During 2012, the Cosmic Inspiro-Cloud posted 366 images in monthly themes as follows – with their numbers of notes (likes) shown in brackets and their ranking:
- January – Infrastructure (372) 10th
- February – Fritz Schupp (986) 1st
- March – Ulrich Müther (201) 11th
- April – Small Japanese Houses (377) 9th
- May – Installations and projects (145) 12th
- June – California Modern (623) 6th
- July – Infrastructure (446) 8th
- August – Stripes (726) 4th
- September – Czechoslovakia Modernism (683) 5th
- October – Hungarian Modernism (741) 3rd
- November – Polish Modernism (888) 2nd
- December – Italian Rationalism (477) 7th
Scan through the images in the archive.
The most popular theme for the year was the work of Fritz Schupp, architect of many coal mines and industrial facilities of the late 1940-50s in Germany. This theme also supplied the second placed image – Zeche Adolf von Hansemann, Dortmund, designed in 1954 by Schupp. In second place was a collection of images of Polish Modernism. The enduring popularity of modern architecture was also evident in the third to sixth placed themes of Hungarian Modernism, Czechoslovakian Modernism, Italian Rationalism and Californian Modern.

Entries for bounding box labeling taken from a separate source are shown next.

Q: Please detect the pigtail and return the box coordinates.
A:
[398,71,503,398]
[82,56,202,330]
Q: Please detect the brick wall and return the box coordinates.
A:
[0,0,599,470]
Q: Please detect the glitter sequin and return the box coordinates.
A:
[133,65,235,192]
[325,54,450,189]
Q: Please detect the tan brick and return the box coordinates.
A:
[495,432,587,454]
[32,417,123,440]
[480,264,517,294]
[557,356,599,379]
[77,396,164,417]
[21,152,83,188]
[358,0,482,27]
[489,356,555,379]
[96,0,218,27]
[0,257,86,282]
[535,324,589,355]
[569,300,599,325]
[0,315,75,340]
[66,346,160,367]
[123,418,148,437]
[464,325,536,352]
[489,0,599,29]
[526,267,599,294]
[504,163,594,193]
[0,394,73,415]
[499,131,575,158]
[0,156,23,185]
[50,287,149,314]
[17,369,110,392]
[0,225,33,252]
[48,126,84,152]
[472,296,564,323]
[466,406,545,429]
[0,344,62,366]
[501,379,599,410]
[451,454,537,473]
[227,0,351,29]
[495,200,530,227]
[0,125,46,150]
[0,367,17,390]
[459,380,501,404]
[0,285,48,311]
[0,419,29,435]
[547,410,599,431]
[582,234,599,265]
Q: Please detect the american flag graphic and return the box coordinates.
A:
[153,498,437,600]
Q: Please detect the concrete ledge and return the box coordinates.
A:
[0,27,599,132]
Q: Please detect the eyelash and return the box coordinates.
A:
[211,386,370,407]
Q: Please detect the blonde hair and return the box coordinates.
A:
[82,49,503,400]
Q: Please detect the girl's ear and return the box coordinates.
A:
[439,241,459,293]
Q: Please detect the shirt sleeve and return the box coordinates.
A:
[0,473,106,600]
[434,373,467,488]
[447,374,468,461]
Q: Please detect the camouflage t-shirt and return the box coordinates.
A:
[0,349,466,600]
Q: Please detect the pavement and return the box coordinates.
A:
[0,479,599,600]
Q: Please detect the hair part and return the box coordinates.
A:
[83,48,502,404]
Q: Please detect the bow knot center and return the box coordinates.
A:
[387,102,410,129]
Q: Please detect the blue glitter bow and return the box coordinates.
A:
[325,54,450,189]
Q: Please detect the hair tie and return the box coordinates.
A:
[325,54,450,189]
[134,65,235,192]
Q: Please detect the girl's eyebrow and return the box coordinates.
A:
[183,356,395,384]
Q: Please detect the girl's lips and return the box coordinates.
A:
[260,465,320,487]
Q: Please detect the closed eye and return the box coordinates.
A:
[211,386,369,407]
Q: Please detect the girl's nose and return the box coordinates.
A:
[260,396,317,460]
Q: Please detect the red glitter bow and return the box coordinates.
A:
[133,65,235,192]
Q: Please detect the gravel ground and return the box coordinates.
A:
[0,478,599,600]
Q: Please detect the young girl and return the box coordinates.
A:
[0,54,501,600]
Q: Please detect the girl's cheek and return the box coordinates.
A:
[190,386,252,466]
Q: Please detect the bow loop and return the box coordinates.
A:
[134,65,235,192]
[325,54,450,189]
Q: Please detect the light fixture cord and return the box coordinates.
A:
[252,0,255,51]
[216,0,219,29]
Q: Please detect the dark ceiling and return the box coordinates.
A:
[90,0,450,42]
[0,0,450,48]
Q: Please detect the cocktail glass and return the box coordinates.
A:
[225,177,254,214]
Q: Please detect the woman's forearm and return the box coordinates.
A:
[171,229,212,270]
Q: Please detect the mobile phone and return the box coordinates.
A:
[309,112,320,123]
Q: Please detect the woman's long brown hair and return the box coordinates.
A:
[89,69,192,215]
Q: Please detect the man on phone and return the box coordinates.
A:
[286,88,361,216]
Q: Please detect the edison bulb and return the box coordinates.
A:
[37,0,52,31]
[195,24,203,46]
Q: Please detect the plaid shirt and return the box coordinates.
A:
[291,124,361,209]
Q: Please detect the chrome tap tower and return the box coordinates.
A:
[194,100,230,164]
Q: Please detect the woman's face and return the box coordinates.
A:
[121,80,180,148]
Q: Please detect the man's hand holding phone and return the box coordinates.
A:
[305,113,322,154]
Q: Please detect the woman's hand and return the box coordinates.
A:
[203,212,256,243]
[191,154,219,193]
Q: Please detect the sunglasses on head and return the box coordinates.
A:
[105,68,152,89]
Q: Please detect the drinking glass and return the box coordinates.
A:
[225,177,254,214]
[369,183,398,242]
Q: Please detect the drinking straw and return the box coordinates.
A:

At the other end of the scale, infrastructure, projects, art installations and the architecture of poor old Ulrich Müther just didn’t appeal at all as a group although there were individual images that were popular. Even the work of Frei Otto was overlooked and challenging projects such as the Euthanasia Coaster were largely ignored.
In August 2012, inspired by an article in AA Files 63 by Ashley Paine, I put together a month of striped buildings to see what the reaction would be. The theme ended up in fourth place for the year but more or less on the basis of one image alone. This was the most popular image of the year, namely Mario Botta’s Church of St John the Baptist, Lavizzara, Switzerland, 1996. I was surprised. Fritz Schupp was second with the Zeche Adolf von Hansemann, Dortmund from 1954 and in third place was William Russell Everett’s Everett House, Orinda, California from 1951.